The commute to work is REALLY fucking me over, I've never been so closely surrounded by so many fucking morons. Whether it's students moaning on and on about their course work, or the 14 year old girl sat in front of me the other day, telling her friend on the phone that she'd got a 'lovebite' that lunch-time and didn't know how to hide it from her parents, EVERYONE on that bus is a complete prick.

Today I had the pleasure of sitting next to some fuckwit who insisted on having a conversation across me. Shit continued to spill from her mouth for a good ten minutes before the conversation dried out and she decided to listen to some music. Hhe went into her bag and pulled out a Panasonic discman...

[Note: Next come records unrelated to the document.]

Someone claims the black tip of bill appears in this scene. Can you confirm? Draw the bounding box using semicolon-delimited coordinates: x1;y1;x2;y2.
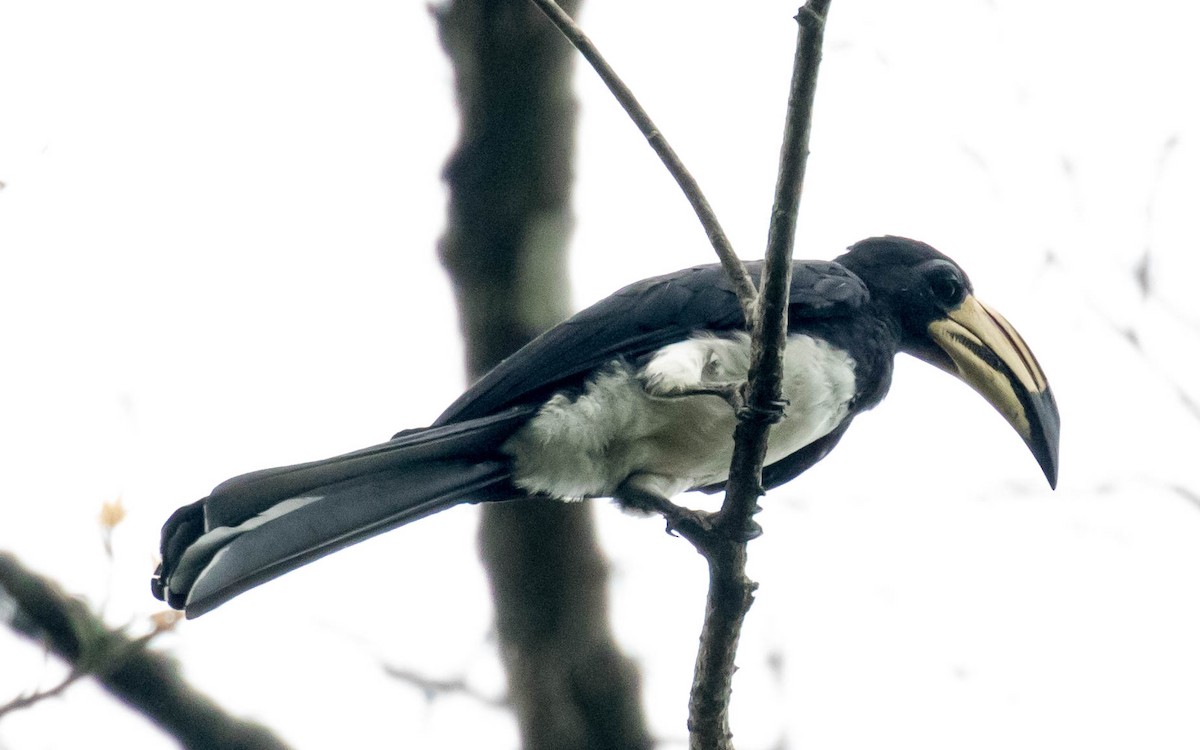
1022;385;1060;489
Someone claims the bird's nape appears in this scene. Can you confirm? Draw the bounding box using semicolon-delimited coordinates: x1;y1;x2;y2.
837;236;1060;488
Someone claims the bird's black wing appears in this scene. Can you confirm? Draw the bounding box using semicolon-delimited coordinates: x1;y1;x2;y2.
693;416;856;494
434;259;869;425
760;417;855;491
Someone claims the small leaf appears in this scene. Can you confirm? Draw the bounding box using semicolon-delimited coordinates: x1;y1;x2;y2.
99;497;126;531
150;610;183;633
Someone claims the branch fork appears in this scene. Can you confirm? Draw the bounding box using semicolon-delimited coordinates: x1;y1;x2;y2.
529;1;833;747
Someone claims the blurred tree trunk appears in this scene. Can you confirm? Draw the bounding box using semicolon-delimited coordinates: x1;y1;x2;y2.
433;2;652;748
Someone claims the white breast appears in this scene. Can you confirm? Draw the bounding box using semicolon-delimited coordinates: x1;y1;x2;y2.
501;332;857;500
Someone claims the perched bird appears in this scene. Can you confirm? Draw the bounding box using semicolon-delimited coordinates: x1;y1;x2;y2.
152;236;1059;617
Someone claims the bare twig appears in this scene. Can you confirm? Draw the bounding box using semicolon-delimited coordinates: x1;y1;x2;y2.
382;662;509;709
0;552;292;750
685;5;831;748
1058;267;1200;423
0;668;90;719
528;1;832;746
527;0;758;320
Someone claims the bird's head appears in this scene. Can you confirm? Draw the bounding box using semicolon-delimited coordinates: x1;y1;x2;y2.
836;236;1060;488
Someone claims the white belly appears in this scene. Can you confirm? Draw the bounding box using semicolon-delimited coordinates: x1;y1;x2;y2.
501;332;857;499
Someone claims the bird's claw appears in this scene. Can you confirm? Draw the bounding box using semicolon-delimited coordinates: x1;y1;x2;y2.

"Oh my god! What is that?!" said Idiot A.
"It's a discman" replied Idiot B.
"For Cd's?! don't you have an ipod?"
"Yeah, but you know, I just like retro stuff..."


The coolness attached to retro things is something that really fucks me off. The marketing guy that made that word up is an absolute genius. 'I've got all this old shit that no-one wants... how can I sell it? I know! I'll call it Retro or Vintage!' BOOM, millionaire. By selling people old, crappy shit you can make a fortune. Brighton City Centre is full of shops selling old worn out shoes, jeans with holes in and coats that smell like dead people. WHY WOULD YOU BUY THIS?!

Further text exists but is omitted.